La matière des saisons
Motif iconographique
Les trois pivots des mouvements du monde sont inscrits à l'encre rouge sur le disque central : le monde (mundus), l’année (annus) et l’humain (homo). Trois cercles tracés à l'encre dorée sont imbriqués autour de ce premier disque : ils créent des compartiments où sont inscrits, toujours à l'encre rouge, les quatre états de chacune des trois composantes du monde. Les quatre éléments se positionnent comme les points cardinaux du diagramme, en périphérie de la rosace : le feu (ignis) en haut, l’eau (aqua) en bas, la terre (terra) à gauche et l’air (aer) à droite. Les quatre saisons et les quatre humeurs de l'humain sont unies à l'élément dont elles partagent les qualité : l’été (estas) et la colère (colera) sont unis au feu en haut ; l’hiver (hiems, ici orthographié hyemps) et le phlegme (humor) sont unis à l’eau en bas ; l’automne (autumnus) et la mélancolie (melancolia) sont unis à la terre à gauche ; le printemps (ver) et l’optimisme (sanguis) sont unis à l’air à droite.

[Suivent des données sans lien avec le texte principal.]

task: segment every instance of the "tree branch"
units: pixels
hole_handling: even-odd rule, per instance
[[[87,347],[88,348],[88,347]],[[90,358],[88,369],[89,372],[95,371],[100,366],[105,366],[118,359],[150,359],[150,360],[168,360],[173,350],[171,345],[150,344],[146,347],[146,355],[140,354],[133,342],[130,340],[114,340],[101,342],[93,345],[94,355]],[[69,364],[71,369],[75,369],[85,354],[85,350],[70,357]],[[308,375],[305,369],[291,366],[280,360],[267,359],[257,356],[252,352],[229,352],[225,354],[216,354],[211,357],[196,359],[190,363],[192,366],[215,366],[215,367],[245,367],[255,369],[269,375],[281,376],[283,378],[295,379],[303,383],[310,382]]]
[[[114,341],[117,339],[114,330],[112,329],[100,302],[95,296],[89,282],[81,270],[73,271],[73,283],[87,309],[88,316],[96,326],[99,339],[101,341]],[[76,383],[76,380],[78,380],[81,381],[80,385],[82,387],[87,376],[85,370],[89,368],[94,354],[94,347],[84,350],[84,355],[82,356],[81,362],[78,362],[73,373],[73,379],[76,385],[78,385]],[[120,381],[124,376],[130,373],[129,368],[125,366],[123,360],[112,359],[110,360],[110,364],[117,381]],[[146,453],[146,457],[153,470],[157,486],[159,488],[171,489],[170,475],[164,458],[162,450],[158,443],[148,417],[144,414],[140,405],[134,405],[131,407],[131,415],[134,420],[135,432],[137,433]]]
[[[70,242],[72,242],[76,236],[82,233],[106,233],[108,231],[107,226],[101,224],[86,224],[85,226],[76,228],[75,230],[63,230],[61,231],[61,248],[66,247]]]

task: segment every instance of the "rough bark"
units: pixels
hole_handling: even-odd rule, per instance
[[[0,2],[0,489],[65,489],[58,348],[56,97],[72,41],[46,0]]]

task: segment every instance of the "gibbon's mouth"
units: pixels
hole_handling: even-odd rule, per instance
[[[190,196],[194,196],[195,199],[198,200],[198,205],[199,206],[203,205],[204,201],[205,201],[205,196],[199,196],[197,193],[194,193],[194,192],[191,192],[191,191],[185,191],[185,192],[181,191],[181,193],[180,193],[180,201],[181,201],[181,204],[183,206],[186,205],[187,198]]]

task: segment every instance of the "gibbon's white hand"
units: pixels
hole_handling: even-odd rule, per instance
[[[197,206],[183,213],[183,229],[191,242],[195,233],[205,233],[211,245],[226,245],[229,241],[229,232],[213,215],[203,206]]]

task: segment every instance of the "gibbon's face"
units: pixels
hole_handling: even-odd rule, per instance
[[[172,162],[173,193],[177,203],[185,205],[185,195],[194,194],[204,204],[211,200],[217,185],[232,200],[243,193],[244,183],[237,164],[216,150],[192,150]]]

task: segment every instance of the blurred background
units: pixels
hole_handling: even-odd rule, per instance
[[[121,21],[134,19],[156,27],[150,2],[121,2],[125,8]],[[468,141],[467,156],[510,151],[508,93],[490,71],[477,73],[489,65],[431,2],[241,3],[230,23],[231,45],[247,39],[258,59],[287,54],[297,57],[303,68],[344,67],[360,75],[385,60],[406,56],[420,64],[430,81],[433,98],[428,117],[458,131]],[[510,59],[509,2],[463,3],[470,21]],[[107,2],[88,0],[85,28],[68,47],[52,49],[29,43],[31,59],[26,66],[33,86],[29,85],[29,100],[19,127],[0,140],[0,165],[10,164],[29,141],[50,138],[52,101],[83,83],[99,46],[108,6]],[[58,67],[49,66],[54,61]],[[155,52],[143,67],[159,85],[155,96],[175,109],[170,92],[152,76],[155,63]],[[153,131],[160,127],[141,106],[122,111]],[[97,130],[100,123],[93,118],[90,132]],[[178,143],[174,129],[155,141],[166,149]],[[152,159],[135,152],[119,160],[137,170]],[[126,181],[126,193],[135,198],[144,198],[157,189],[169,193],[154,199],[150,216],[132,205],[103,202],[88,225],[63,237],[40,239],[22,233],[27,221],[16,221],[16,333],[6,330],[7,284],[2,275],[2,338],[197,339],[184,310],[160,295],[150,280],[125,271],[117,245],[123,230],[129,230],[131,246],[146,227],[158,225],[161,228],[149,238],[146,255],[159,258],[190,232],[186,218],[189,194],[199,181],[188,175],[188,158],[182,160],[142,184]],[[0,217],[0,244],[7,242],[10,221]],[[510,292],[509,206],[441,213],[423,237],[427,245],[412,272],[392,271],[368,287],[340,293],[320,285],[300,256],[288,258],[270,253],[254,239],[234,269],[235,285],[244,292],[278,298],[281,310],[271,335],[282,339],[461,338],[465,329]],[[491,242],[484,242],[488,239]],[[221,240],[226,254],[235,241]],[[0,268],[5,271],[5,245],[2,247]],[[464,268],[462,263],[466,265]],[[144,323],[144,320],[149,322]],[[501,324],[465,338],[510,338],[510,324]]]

Tous ces états sont mis en opposition par leurs qualités aux extrémités de deux axes orthogonaux, soulignés par des arcs de cercles tracés à l'encre verte, qui forment une croix guidant le regard. La répartition des informations sur ce diagramme ne se fait pourtant pas uniquement par opposition. Des arcs de cercle tracés à l'encre jaune créent quatre zones sur le disque qui réunissent les éléments, les saisons et les humeurs, cette fois selon leurs qualités communes. Un sens de lecture circulaire peut alors s'enclencher, antihoraire en partant du haut pour suivre l'ordre des saisons : feu, été et colère sont secs (secca) et chauds (calidus) ; terre, automne et mélancolie sont froids (frigida) et secs ; eau, hiver et phlegme sont humides (humidus) et froids ; air, printemps et optimisme sont chauds et humides. Enfin, le zonage par les arcs de cercle tracés à l'encre verte, qui marquaient les axes de la lecture orthonormée, réunit et met en valeur les qualités communes à chacun des groupes élémentaires : le chaud, l’humide, le froid et le sec [B. Obrist, 2004].
Cette modélisation graphique montre un monde à l'équilibre dans lequel chaque composant est inscrit à sa place, ce qui en facilite la mémorisation. Mais la lecture du diagramme est avant tout dynamique, ce que confirme la disposition graphique de chaque mot, accordée à la forme circulaire. L’œil peut ainsi lire en miroir les opposés ou bien lire, sur la circularité horaire ou antihoraire du diagramme, le passage d'un état à un autre par le partage d'une qualité. Cette lecture dynamique, qui laissera en mémoire un schéma tout aussi dynamique, compose et encourage une vision analogique du monde, une vision mettant continuellement en correspondance, grâce à leur disposition les unes par rapport aux autres, leurs qualités, leurs composantes, leur portée symbolique, ou toutes autres quaternités, telles que les médiévaux aiment à les penser. Le rôle de ce type de diagramme dans la culture scientifique médiévale est donc moins mnémotechnique qu'herméneutique. Schéma, et non illustration, le diagramme invite au mouvement de l’intelligence, dans un ensemble visuel fini et spatialement ordonné, qui mène à la compréhension dans le cadre de la mémorisation.